A large and pristine sample of standard candles across the Milky Way: ~100,000 red clump stars with 3% contamination

TL;DR

This study develops a data-driven method to identify a large, high-purity sample of red clump stars across the Milky Way using low-resolution spectroscopic data, enabling improved galactic structure mapping.

Contribution

It introduces a novel spectral mapping technique that reduces contamination in red clump star identification to about 3%, even with low-resolution spectra.

Findings

Identified over 210,000 RC stars with ~9% contamination.

Provided a high-purity RC sample of 92,249 stars with ~3% contamination.

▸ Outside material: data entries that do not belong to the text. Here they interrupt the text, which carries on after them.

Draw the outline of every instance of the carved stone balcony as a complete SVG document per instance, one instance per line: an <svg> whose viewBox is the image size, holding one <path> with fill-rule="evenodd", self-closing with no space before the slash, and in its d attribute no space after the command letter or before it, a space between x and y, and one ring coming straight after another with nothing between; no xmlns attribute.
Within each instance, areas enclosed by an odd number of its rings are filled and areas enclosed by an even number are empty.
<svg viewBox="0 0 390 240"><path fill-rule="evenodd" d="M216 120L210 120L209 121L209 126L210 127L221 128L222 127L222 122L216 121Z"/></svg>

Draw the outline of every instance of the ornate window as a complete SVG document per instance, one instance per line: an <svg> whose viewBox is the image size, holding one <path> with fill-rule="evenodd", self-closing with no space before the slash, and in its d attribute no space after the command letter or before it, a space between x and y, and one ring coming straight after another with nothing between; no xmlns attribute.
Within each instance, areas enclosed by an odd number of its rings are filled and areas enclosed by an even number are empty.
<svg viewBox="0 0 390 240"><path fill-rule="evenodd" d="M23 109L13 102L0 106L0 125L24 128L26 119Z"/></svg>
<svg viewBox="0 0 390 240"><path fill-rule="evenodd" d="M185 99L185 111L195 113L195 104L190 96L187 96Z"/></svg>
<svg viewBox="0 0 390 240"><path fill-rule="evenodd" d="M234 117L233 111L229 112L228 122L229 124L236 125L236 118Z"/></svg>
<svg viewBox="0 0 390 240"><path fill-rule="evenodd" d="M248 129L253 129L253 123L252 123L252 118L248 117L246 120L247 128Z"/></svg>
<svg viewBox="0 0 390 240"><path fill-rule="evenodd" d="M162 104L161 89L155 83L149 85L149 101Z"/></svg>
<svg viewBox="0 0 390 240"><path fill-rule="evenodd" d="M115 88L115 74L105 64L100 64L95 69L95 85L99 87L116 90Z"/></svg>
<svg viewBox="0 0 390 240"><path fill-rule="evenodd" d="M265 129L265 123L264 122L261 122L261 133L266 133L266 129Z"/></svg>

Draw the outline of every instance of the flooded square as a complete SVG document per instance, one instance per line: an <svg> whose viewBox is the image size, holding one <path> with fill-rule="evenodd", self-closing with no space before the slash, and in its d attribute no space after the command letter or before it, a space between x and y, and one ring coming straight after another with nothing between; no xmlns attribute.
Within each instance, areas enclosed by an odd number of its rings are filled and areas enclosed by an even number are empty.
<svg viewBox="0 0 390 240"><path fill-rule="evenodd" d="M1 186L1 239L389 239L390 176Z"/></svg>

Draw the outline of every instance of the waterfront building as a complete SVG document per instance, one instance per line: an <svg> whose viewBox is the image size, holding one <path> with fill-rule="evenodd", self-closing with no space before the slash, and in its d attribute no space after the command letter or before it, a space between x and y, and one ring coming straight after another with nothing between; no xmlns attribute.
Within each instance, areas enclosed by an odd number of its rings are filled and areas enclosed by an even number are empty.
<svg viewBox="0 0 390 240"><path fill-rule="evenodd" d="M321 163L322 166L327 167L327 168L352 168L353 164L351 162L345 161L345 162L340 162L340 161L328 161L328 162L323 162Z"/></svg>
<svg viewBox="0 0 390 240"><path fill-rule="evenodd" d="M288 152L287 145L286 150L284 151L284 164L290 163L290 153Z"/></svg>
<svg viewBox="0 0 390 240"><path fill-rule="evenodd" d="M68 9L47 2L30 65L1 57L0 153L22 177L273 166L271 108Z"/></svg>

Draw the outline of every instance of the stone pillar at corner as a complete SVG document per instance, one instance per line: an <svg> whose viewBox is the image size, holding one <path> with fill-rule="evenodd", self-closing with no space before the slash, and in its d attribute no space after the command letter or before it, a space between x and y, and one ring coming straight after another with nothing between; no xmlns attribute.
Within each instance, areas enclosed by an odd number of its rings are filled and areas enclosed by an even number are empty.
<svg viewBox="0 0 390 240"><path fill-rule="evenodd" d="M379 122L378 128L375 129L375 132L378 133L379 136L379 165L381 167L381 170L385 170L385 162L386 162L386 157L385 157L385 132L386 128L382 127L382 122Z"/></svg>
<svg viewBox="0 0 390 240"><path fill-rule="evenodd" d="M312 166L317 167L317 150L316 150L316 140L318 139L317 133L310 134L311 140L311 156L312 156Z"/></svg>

Demonstrated the effectiveness of low-resolution spectra for large-scale galactic studies.

Abstract

Core helium-burning red clump (RC) stars are excellent standard candles in the Milky Way. These stars may have more precise distance estimates from spectrophotometry than from Gaia parallaxes beyond 3 kpc. However, RC stars have $T_{\rm eff}$ and log g very similar to some red giant branch (RGB) stars. Especially for low-resolution spectroscopic studies where $T_{\rm eff}$, log g, and [Fe/H] can only be estimated with limited precision, separating RC stars from RGB through established method can incur ~20% contamination. Recently, Hawkins et al. (2018) demonstrated that the additional information in single-epoch spectra, such as the C/N ratio, can be exploited to cleanly differentiate RC and RGB stars. In this second paper of the series, we establish a data-driven mapping from spectral flux space to independently determined asteroseismic parameters, the frequency and the period spacing. From this, we identify 210,371 RC stars from the publicly available LAMOST DR3 and APOGEE DR14 data, with ~9% of contamination. We provide an RC sample of 92,249 stars with a contamination of only ~3%, by restricting the combined analysis to LAMOST stars with ${\rm S/N}_{\rm pix}$ > 75. This demonstrates that high-S/N, low-resolution spectra covering a broad wavelength range can identify RC samples at least as pristine as their high-resolution counterparts. As coming and ongoing surveys such as TESS, DESI, and LAMOST will continue to improve the overlapping training spectroscopic-asteroseismic sample, the method presented in this study provides an efficient and straightforward way to derive a vast yet pristine RC stars to reveal the 3D structure of the Milky Way.